所以去年七八月间,我曾经听见人说,他同一个五六年前的旧客人讨嫖帐,讨反了脸,那人本来就同他没有甚么交情可看,从前吃他的痗水,正在一肚皮牢骚没处发泄呢!
现今两下既反了脸,就正好出这口怨气。
他自己也明白从前把山东路人家走的不少,就是这几个钱旧帐,也记不清是有是无了,赶忙的随风转舵,先又假哭了一哭,后又假笑了一笑,拍着那人的肩背放刁道:【二少耐还不晓得侬格脾气吗?侬向耐讨还这几个铜钿,实情是因为堂子里生意现在是越弄越弗局哉!
耐同侬反仔面孔,阿要难为情?】说着,又把眼梢对那人眇了一眇,无如那人心里是一定主意,任凭你说下天书来都不把钱,索性给他一个三个不开口,神难下手。
他也就乘此下台,忍着气转去。
前天我又听见人说,他近来把带到上海去做小先生的那两个丫头连胞嫁掉了,身价一个是三千金,一个是九百金。
大约此番又回苏州来做太太,就是得的这两笔钱了!
」 我笑道:「一个人卖惯了私盐走惯了硝,这倒也难怪他。
但是那姓咸的大小是个朝廷的命官,究竟何所图而一定要这种破货,贻中之羞呢?」柔斋道:「这件事越是做官的人家越难保。

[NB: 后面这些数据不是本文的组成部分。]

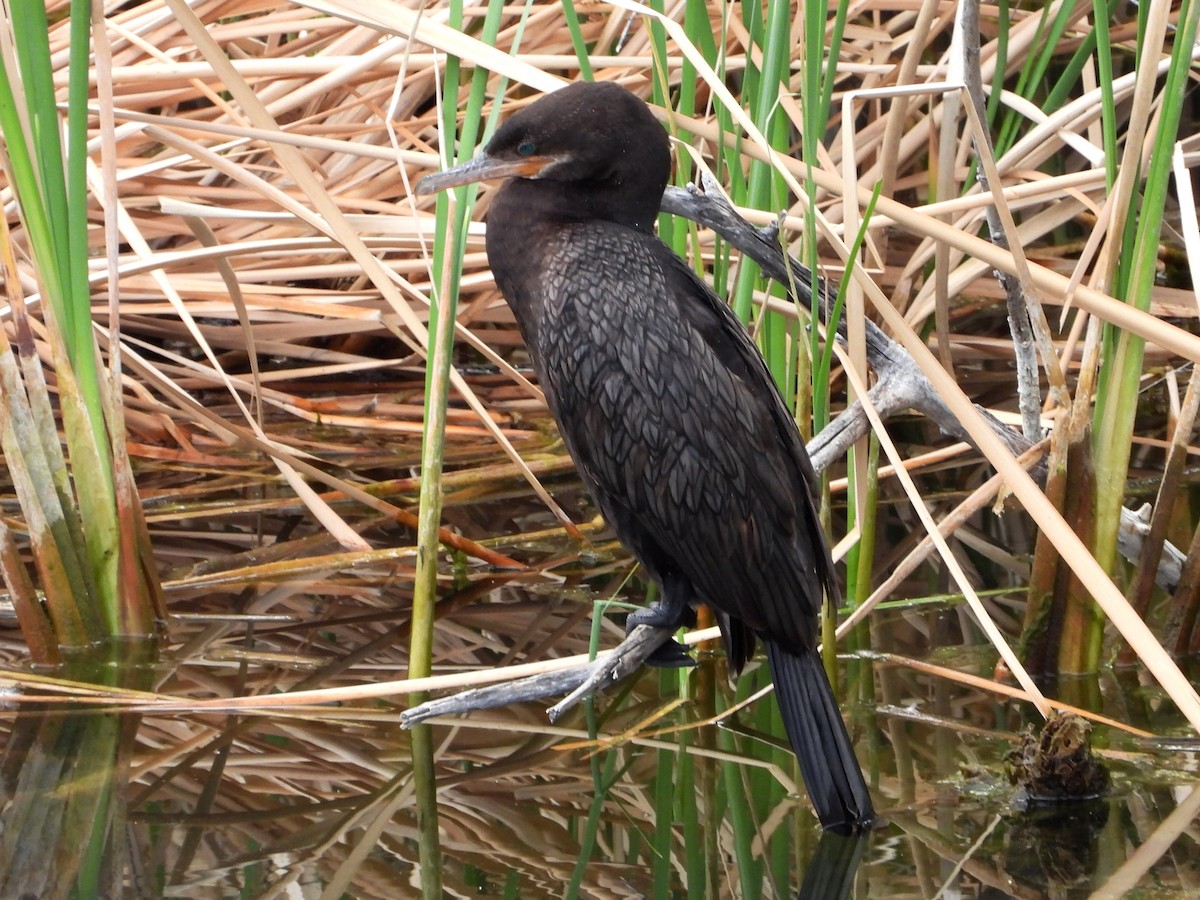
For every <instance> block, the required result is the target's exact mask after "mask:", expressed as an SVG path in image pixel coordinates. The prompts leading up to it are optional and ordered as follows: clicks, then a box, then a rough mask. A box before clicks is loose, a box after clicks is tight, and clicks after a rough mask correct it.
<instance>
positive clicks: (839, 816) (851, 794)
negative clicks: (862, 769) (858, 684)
mask: <svg viewBox="0 0 1200 900" xmlns="http://www.w3.org/2000/svg"><path fill="white" fill-rule="evenodd" d="M767 660H768V661H769V662H770V677H772V680H774V683H775V697H776V700H778V702H779V712H780V713H781V714H782V716H784V727H785V728H786V730H787V737H788V740H791V743H792V749H793V750H794V751H796V757H797V760H798V761H799V763H800V775H802V776H803V778H804V786H805V787H806V788H808V792H809V799H810V800H811V802H812V806H814V808H815V809H816V812H817V818H820V820H821V826H822V827H823V828H827V829H832V830H835V832H851V833H852V832H862V830H865V829H866V828H869V827H870V826H871V822H872V821H874V820H875V810H874V809H872V808H871V796H870V793H869V792H868V790H866V781H865V780H864V779H863V770H862V768H860V767H859V764H858V760H857V758H854V749H853V748H852V746H851V743H850V734H848V733H847V732H846V725H845V722H844V721H842V720H841V710H840V709H838V701H836V700H835V698H834V696H833V688H832V686H829V679H828V678H827V677H826V673H824V667H823V666H822V665H821V656H820V655H818V654H817V652H816V650H803V652H800V653H799V654H796V653H792V652H791V650H787V649H785V648H782V647H780V646H779V644H778V643H775V642H773V641H768V642H767Z"/></svg>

不是我替咸老六说句遮羞的话,从来强妻逆子,就已无法可治。
爱妾流倡,自然是更加一等了,你就没有看见早日报上刊载淮扬道扬文升观察禀报督抚的一通禀稿么?我念给你听,你就相信,大凡小婆子是天下老鸦一样黑了。
」
说着,便又在怀内掏出一只小金表来,拿在手中,望了一望,见那表上的小针,刚指到酉正,就对我道:「哦!
怪不得天要渐渐的黑下来呢,已快有七句锺了!
寓处里开夜饭,忽然少了我这么一个人,岂不回去又要惹他们笑话我到哪里偷打野鸡去了么?」我笑道:「你没看见那月亮,先时是发白色的,此时渐渐放光了么?这就是天要黑了的证据了。
至于说迟回去怕有人笑你打野鸡,只要自己从来未经做过这件事,就说何妨?我们只须催船家快一点儿走就是了,你说罢!
」柔斋笑道:「我今日真是秀才遇见兵,有理讲不表了。
」因一面叫舟加劲荡桨,一面念道:据丁忧浙江候补府经历谢承忠呈称:职父原任淮扬道谢元福病故后,眷属流寓清江。
职因丁忧回籍扫墓,讵有男仆王三丶女仆殷奶妈,欺职弟连树等均在年幼,内外勾串,将衣服饰物偷盗一空,计赃值银一万馀两。